Sudan Rebels Insist New Parliament Be Formed after Peace Deal

W300

Sudanese rebel groups engaged in peace talks with Khartoum insisted Wednesday that the country's new parliament be formed only after an agreement is reached to end long-running conflicts in three border regions.

A power-sharing deal signed on August 17 between protest leaders and the generals who ruled Sudan after the April overthrow of longtime president Omar al-Bashir stipulates that a 300-member parliament be formed within three months.

Since the signing of the so called "Constitutional Declaration", the transitional government, led by Prime Minister Abdalla Hamdok, has engaged in talks with three rebel groups to reach a peace deal to end the wars in Darfur, Blue Nile and South Kordofan.
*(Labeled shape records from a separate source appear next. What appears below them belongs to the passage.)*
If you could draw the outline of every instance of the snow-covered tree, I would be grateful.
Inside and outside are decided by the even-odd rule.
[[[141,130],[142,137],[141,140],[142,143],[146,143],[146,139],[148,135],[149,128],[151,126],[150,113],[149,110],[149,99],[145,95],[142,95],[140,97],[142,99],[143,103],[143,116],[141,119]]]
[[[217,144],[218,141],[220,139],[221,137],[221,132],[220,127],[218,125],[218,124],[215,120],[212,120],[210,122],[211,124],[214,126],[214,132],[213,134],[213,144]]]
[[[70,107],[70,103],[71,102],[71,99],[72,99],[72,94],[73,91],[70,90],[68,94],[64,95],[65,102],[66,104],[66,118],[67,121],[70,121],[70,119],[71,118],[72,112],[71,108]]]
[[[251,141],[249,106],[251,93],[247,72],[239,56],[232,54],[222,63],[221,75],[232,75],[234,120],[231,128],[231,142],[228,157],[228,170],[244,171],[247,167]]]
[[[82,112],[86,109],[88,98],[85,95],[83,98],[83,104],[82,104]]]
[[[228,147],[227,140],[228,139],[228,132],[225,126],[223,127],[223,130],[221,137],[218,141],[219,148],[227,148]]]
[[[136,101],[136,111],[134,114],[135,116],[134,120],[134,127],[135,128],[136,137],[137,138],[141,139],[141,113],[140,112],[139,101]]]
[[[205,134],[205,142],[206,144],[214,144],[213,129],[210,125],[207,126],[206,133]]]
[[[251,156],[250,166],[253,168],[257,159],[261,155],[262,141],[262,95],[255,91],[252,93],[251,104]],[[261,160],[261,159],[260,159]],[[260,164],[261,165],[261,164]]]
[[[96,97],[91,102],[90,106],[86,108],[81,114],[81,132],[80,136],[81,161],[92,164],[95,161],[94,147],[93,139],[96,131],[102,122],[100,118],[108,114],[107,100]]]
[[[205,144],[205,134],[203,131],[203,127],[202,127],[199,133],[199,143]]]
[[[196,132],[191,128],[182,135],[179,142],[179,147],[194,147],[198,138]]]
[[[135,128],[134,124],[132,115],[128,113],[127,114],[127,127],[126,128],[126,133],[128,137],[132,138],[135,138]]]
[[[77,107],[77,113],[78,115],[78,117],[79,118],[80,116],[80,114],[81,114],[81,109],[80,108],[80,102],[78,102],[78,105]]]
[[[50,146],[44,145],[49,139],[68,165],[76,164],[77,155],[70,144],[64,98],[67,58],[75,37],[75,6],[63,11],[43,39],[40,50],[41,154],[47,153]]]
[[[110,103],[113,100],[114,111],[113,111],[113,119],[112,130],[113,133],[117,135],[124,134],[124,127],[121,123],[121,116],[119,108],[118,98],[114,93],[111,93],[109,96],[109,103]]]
Rebel groups said that during talks in the South Sudanese capital of Juba, the two sides had agreed to delay the formation of a new parliament until a peace deal has been reached. 

The groups said they would not give up their demand despite the protest movement's insistence on the original November 17 deadline stipulateed by the so-called "Constitutional Declaration".

"The Sudanese Revolutionary Front rejects any unilateral attempt to violate the Juba declaration that aims to build confidence measures," the rebel alliance said in a statement.

The SRF called on Khartoum to "stick to what has been agreed on" in Juba. 

It urged Khartoum not to set off any "upheaval that might disturb the atmosphere and create a state of mistrust that will delay the reaching of peace, which our country is in desperate need of".

Hamdok's government has made reaching a peace deal to end conflict in the country's three war zones a priority.

Hundreds of thousands of people have been killed and millions displaced in the rebellions by ethnic minority groups in the  three conflict zones that met with an iron fist from Bashir's ousted regime.